Thanks for following up with your solution!

Hi,

I have a problem with running the demofile as provided by HUMANn v4.0.0.alpha.1 while using MetaPhlan 4.2 and using the newest database: mpa_vJan25_CHOCOPhlAnSGB_202503_VSG

When I summitted the job i got an error, because the flag --bowtie2out is changed to --mapout in metaphlan, but this is not yet updated in HUMANn. I have adjusted the prescreen.py code to correct for that. So that is working now.

However, now i received the following error:

PM - humann.search.prescreen - ERROR: The relative abundance and coverage were not found in the MetaPhlAn taxonomic profile

It seems that HUMANn expects different headers do differ when I run the demo file for both MetaPhlan and HUMANn independently:

Output:
#clade_name NCBI_tax_id relative_abundance additional_species

Expected:
#clade_name clade_taxid relative_abundance coverage estimated_number_of_reads_from_the_clade

the flag -t rel_ab_w_read_stats within MetaPhlan helps that error as described above:

humann --input ./05_HUMAnN/demo_humann_v4.fastq --output ./output_humann_demo_humann_2025DB_flag2 --metaphlan-options "--db_dir ./python3.9/site-packages/metaphlan/metaphlan_databases -t rel_ab_w_read_stats"

Next, It seems that the newest database 2025, does not work well with HUMANn as it expects the db:

humann.search.prescreen - ERROR: The MetaPhlAn taxonomic profile provided does not contain the database version vOct22_CHOCOPhlAnSGB_202403 in any of its header lines.

Anyone has an idea on how to solve this?

The HUMAnN 4 alpha is designed to work with MetaPhlAn’s vOct22_CHOCOPhlAnSGB_202403 marker set. It sounds like there is also an interface change in MetaPhlAn 4.2 that we will accommodate in the next HUMAnN 4 release. For now I would stick with an earlier MetaPhlAn 4 + the aforementioned marker database when running HUMAnN 4.

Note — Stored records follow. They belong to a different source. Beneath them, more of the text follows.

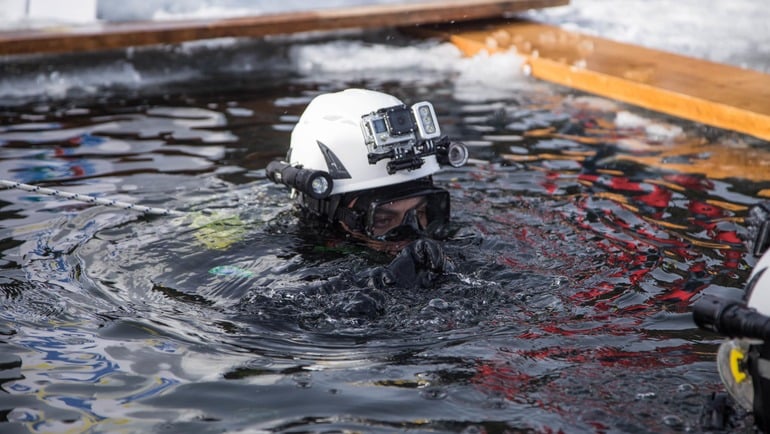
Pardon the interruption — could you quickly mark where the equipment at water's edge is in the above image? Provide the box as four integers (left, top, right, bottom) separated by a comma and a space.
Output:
693, 202, 770, 432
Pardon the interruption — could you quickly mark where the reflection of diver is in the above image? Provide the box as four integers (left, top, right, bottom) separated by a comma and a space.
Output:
267, 89, 468, 286
693, 202, 770, 433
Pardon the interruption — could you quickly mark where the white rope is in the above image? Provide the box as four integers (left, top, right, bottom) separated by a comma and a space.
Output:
0, 179, 183, 215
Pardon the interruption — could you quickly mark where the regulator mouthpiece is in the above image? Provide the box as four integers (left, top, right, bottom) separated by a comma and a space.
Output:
265, 161, 334, 200
436, 142, 468, 167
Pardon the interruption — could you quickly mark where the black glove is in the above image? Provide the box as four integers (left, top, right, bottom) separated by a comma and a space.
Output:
372, 238, 449, 288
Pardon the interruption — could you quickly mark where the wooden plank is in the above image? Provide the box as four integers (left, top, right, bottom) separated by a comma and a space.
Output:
0, 0, 569, 55
428, 21, 770, 140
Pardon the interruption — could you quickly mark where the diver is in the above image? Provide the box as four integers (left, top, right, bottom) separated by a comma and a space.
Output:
266, 89, 468, 287
693, 202, 770, 433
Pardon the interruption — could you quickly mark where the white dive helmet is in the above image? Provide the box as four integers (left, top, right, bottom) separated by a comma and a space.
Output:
287, 89, 440, 195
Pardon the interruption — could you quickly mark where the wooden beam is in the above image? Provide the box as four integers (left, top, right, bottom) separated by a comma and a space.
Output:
0, 0, 569, 55
438, 21, 770, 140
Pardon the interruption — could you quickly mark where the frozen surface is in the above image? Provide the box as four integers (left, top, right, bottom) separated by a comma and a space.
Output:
0, 0, 770, 72
529, 0, 770, 72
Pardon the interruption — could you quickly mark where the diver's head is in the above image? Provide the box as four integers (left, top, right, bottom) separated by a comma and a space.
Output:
267, 89, 468, 246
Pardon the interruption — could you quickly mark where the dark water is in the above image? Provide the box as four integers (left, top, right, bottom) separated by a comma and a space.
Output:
0, 33, 770, 433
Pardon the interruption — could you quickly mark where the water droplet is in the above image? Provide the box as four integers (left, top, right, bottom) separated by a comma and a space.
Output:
291, 372, 313, 389
663, 414, 684, 430
420, 388, 447, 401
636, 392, 657, 400
428, 298, 449, 310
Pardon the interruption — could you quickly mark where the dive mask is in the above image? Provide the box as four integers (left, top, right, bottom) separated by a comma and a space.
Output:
341, 185, 449, 241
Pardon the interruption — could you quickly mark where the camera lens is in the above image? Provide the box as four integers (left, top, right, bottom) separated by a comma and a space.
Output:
387, 106, 414, 136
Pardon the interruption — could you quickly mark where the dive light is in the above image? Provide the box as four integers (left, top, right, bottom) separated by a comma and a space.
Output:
265, 160, 334, 200
693, 295, 770, 342
436, 136, 468, 167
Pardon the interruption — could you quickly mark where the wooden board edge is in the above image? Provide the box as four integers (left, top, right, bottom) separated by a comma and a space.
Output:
0, 0, 569, 55
440, 23, 770, 141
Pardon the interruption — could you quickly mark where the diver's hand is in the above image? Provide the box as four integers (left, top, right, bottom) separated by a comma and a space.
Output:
380, 239, 448, 288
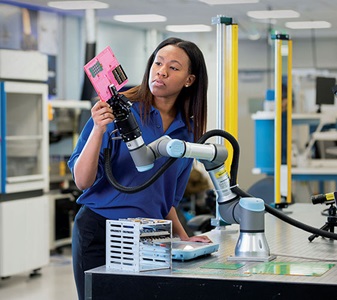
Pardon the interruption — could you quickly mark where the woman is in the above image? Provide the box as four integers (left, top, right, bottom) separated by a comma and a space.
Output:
68, 38, 210, 299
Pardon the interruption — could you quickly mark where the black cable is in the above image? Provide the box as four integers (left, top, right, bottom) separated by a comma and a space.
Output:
104, 148, 177, 194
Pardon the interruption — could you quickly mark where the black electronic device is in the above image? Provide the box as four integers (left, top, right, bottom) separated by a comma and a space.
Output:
316, 77, 336, 112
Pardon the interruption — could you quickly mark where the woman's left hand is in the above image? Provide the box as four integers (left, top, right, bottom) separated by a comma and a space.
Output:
186, 235, 212, 243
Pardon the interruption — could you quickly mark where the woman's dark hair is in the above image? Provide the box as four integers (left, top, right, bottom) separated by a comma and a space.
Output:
124, 37, 208, 141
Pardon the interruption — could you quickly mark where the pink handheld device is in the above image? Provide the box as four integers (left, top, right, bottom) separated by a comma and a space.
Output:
84, 46, 128, 102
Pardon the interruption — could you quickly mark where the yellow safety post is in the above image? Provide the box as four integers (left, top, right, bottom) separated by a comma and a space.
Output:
287, 39, 293, 204
212, 16, 238, 175
272, 34, 292, 207
224, 24, 239, 170
211, 16, 238, 226
274, 39, 282, 205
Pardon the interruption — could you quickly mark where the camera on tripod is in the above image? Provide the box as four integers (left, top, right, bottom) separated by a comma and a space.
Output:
308, 192, 337, 242
311, 192, 337, 205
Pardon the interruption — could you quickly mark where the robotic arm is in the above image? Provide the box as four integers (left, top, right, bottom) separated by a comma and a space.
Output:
105, 86, 271, 261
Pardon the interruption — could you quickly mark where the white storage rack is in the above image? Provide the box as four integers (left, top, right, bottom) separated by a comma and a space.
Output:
106, 218, 172, 272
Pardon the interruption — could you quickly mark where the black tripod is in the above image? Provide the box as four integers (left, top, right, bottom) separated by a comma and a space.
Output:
308, 203, 337, 242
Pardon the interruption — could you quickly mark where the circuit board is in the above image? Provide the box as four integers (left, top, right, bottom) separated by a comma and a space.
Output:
84, 46, 128, 101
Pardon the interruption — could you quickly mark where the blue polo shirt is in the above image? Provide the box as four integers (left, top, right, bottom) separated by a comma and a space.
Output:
68, 102, 193, 220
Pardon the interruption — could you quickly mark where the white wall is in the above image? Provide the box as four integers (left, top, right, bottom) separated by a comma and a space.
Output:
60, 18, 337, 189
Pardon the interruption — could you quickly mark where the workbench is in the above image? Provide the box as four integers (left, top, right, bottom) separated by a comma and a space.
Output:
85, 203, 337, 300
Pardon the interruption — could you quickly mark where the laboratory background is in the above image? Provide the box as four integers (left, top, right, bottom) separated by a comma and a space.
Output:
0, 0, 337, 299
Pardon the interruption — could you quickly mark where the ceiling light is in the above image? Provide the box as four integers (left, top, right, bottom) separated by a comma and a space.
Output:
166, 24, 212, 32
48, 1, 109, 10
113, 14, 167, 23
285, 21, 331, 29
247, 10, 300, 19
199, 0, 260, 5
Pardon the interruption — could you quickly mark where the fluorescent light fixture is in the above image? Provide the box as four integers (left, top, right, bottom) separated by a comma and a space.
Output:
165, 24, 212, 32
285, 21, 331, 29
199, 0, 260, 5
48, 1, 109, 10
247, 10, 300, 19
113, 14, 167, 23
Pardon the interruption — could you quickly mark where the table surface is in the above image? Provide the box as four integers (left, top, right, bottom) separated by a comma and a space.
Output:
86, 203, 337, 288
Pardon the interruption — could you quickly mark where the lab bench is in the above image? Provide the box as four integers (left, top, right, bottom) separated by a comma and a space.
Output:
85, 203, 337, 300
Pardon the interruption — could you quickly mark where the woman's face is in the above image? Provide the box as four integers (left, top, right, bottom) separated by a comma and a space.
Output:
149, 45, 195, 100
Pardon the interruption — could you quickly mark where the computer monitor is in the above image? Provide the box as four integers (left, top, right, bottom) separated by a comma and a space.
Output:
316, 77, 336, 112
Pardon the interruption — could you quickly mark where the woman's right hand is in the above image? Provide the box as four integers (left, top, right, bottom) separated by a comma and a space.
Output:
91, 100, 115, 133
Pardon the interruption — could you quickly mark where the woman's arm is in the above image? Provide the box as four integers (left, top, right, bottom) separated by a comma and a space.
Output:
166, 206, 212, 243
74, 101, 114, 190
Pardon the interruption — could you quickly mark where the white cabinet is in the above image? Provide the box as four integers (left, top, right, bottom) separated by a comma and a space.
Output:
0, 81, 49, 199
0, 196, 49, 277
0, 50, 50, 277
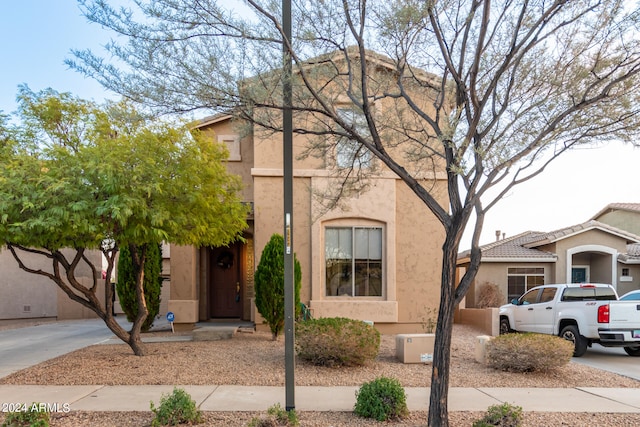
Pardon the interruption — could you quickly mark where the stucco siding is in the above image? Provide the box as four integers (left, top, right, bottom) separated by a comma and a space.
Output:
595, 210, 640, 236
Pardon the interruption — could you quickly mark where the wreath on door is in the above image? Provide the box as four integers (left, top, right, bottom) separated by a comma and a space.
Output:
216, 251, 233, 270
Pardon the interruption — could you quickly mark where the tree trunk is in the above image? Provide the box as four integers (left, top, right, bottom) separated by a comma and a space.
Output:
428, 232, 458, 427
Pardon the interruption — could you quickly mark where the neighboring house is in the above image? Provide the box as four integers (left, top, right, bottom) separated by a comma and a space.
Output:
164, 50, 448, 333
457, 204, 640, 307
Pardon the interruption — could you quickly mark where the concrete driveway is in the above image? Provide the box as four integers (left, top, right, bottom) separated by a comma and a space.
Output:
0, 316, 126, 378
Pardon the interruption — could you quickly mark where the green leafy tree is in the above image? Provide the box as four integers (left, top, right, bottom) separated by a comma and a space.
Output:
0, 87, 247, 355
116, 244, 162, 332
254, 234, 302, 340
69, 0, 640, 427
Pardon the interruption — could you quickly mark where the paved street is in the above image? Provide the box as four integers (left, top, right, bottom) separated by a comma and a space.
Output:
0, 318, 124, 378
571, 344, 640, 380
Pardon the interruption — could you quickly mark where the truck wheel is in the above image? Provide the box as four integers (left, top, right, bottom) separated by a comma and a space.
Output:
624, 347, 640, 357
560, 325, 587, 357
500, 317, 513, 335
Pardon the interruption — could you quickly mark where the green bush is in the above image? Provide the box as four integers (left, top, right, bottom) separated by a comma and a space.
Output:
486, 333, 573, 372
296, 317, 380, 366
2, 403, 50, 427
473, 403, 522, 427
254, 234, 302, 340
353, 377, 409, 421
151, 387, 202, 427
249, 403, 300, 427
116, 244, 162, 332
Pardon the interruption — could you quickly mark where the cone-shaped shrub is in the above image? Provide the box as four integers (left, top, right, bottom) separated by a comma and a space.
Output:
116, 244, 162, 332
254, 234, 302, 340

Just trying to get to grips with this too. Metaphlan 4 can use the new database for taxonomy but humann 4 uses the old Oct22 database and so I cant use metaphlan.tsv files that were generated from running metaphlan? I would have to run it all again using the fastq files for humann and let humann 4 reference to the Oct22 metaphlan database? I have been trying this for a couple of weeks now since i returned from the biobakery workshop. When I went, i was using an older metaphlan and humann, everything worked, I upgraded both and now they dont seem to work together.

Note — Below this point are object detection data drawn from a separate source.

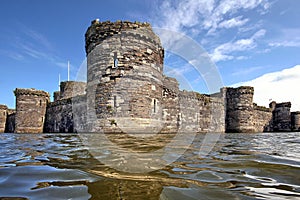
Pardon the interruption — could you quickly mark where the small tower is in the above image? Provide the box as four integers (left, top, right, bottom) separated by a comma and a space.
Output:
291, 111, 300, 131
85, 20, 164, 132
222, 86, 255, 133
0, 105, 7, 133
14, 88, 50, 133
270, 102, 292, 132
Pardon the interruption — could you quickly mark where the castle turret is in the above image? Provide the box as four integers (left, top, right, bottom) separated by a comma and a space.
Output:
0, 105, 7, 133
85, 20, 164, 131
14, 88, 50, 133
222, 86, 255, 133
59, 81, 86, 99
291, 111, 300, 131
270, 102, 291, 131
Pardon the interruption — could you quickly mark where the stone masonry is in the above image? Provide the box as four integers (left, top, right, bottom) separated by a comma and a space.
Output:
0, 20, 300, 134
14, 88, 50, 133
0, 105, 7, 133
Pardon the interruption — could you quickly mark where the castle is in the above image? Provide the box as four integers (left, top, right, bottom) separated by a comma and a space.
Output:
0, 20, 300, 133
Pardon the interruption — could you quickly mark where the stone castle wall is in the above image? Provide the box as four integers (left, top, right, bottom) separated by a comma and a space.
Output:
270, 102, 291, 131
5, 109, 16, 133
59, 81, 86, 100
0, 105, 8, 133
85, 21, 164, 132
14, 88, 50, 133
0, 20, 300, 133
223, 86, 255, 132
253, 104, 272, 133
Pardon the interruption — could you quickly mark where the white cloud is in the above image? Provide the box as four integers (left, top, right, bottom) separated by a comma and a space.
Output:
154, 0, 269, 33
233, 65, 300, 111
211, 29, 266, 62
269, 29, 300, 47
219, 16, 249, 28
203, 0, 269, 34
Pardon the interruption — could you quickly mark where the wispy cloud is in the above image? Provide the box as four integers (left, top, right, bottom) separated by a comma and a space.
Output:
232, 66, 264, 76
0, 24, 67, 67
211, 29, 266, 62
269, 28, 300, 47
233, 65, 300, 111
155, 0, 269, 33
219, 16, 249, 28
154, 0, 271, 62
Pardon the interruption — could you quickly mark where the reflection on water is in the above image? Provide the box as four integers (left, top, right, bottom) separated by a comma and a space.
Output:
0, 133, 300, 200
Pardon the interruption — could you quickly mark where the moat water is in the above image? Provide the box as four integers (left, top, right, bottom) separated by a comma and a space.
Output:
0, 132, 300, 200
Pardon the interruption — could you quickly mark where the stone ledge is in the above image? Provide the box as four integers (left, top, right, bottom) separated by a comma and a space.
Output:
14, 88, 50, 97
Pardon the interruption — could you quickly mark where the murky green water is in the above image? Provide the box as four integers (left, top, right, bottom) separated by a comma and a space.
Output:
0, 133, 300, 200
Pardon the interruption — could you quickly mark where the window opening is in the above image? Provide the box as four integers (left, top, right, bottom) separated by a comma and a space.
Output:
153, 99, 157, 113
114, 96, 117, 108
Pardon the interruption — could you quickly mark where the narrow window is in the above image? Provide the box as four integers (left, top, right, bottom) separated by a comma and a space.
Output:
153, 99, 156, 113
114, 52, 118, 68
114, 96, 117, 108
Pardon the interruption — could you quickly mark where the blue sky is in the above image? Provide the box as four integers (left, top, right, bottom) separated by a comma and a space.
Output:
0, 0, 300, 110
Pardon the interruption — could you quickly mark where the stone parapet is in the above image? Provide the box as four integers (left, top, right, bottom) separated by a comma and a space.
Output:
0, 105, 8, 133
14, 88, 50, 98
85, 20, 160, 54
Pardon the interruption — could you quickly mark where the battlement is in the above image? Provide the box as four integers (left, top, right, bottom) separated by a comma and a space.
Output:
59, 81, 86, 99
223, 86, 254, 96
0, 104, 8, 110
14, 88, 50, 98
253, 103, 272, 112
85, 20, 161, 54
276, 102, 292, 108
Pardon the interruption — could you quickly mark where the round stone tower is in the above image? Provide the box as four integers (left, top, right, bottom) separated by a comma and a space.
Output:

I have replied to the new post you created here:

I still cant get anything to work, humann will not run it just says Running metaphlan …

ERROR: The MetaPhlAn taxonomic profile provided does not contain the database version vOct22_CHOCOPhlAnSGB_202403 in any of its header line
This is more than frustrating. i have half a pipeline. using version 4 alpha of humann and 4.1 metaphlan with vOct22 database for metaphlan.
I was at the biobakery workshop and upgraded to humann4 there an it has not worked since.
version of humann v4.0.0.alpha.1
MetaPhlAn version 4.1.1 (11 Mar 2024)

Hi,

Could you head -n1 the MetaPhlAn taxonomy profile? Which database version does it state in the first line of the file? From the error, it looks like you used a newer database than the vOct22_CHOCOPhlAnSGB_202403.

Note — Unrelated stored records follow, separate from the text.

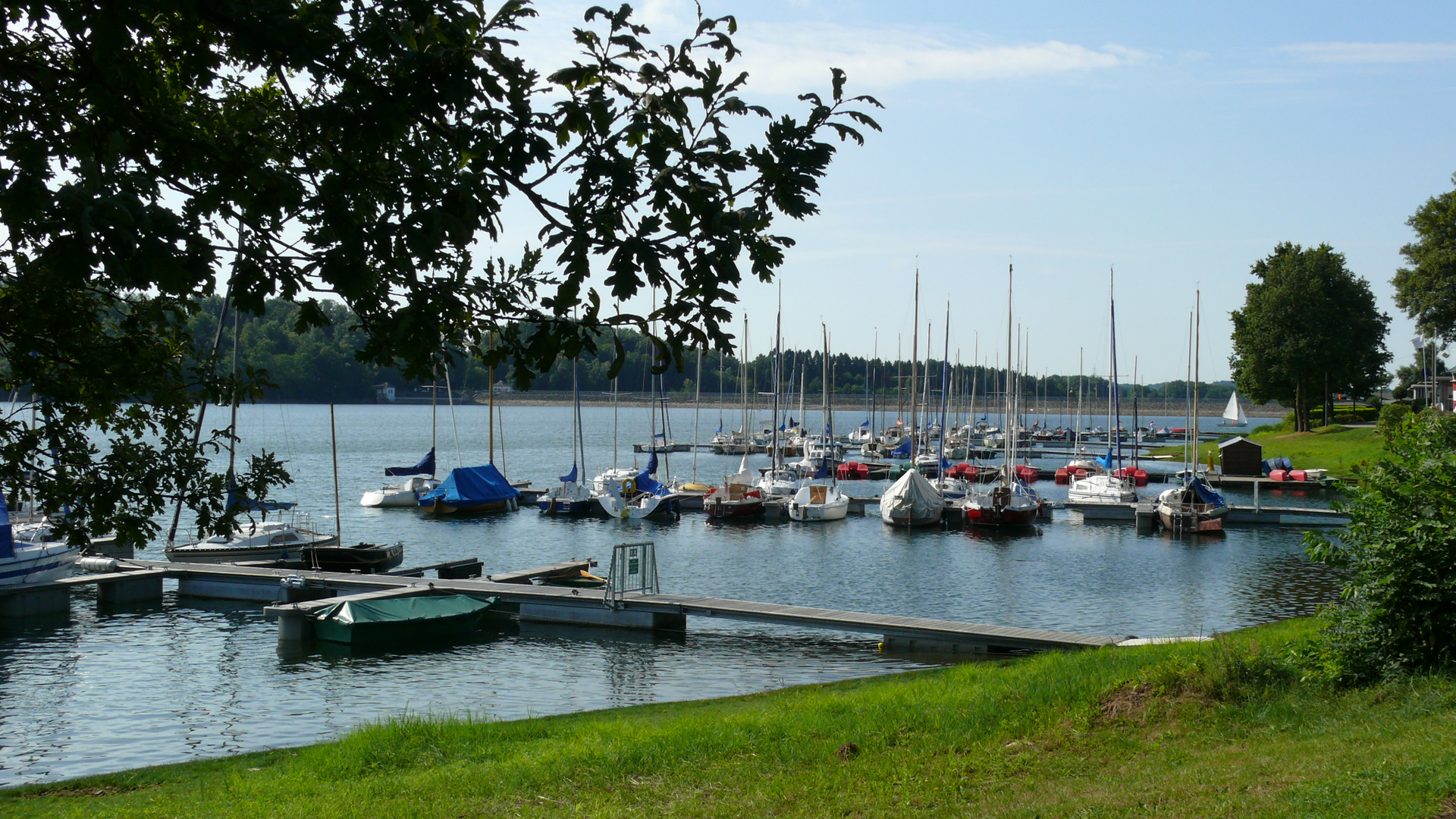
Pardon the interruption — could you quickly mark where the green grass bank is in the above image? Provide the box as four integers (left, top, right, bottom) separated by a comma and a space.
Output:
1150, 424, 1385, 478
0, 621, 1456, 819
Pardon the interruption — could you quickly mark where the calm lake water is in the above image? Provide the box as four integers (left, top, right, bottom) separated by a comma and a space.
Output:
0, 405, 1337, 784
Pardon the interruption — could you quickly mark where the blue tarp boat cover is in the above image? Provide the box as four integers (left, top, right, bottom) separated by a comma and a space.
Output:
1190, 478, 1228, 506
419, 463, 521, 509
0, 493, 14, 557
632, 452, 670, 495
228, 472, 299, 512
384, 447, 435, 478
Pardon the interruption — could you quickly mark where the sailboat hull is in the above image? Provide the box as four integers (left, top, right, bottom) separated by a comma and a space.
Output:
419, 498, 519, 514
536, 495, 601, 517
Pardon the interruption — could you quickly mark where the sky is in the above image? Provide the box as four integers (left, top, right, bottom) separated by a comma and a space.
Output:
489, 0, 1456, 383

Did you specify the MetaPhlAn database that should be used when running MetaPhlAn? I think you can do that using --index, to prevent it from using the newer database that you also might have installed.

From the --help:
-x INDEX, --index INDEX
Specify the id of the database version to use. If “latest”, MetaPhlAn will get the latest version. If an index name is provided, MetaPhlAn will try to use it, if available, and skip the online check. If the database files are not found on the local MetaPhlAn installation they will be automatically downloaded [default latest]

If this doesn’t work it would be helpful to see the code you’re using, without code it is difficult to reproduce or solve an error.

Best, Barbara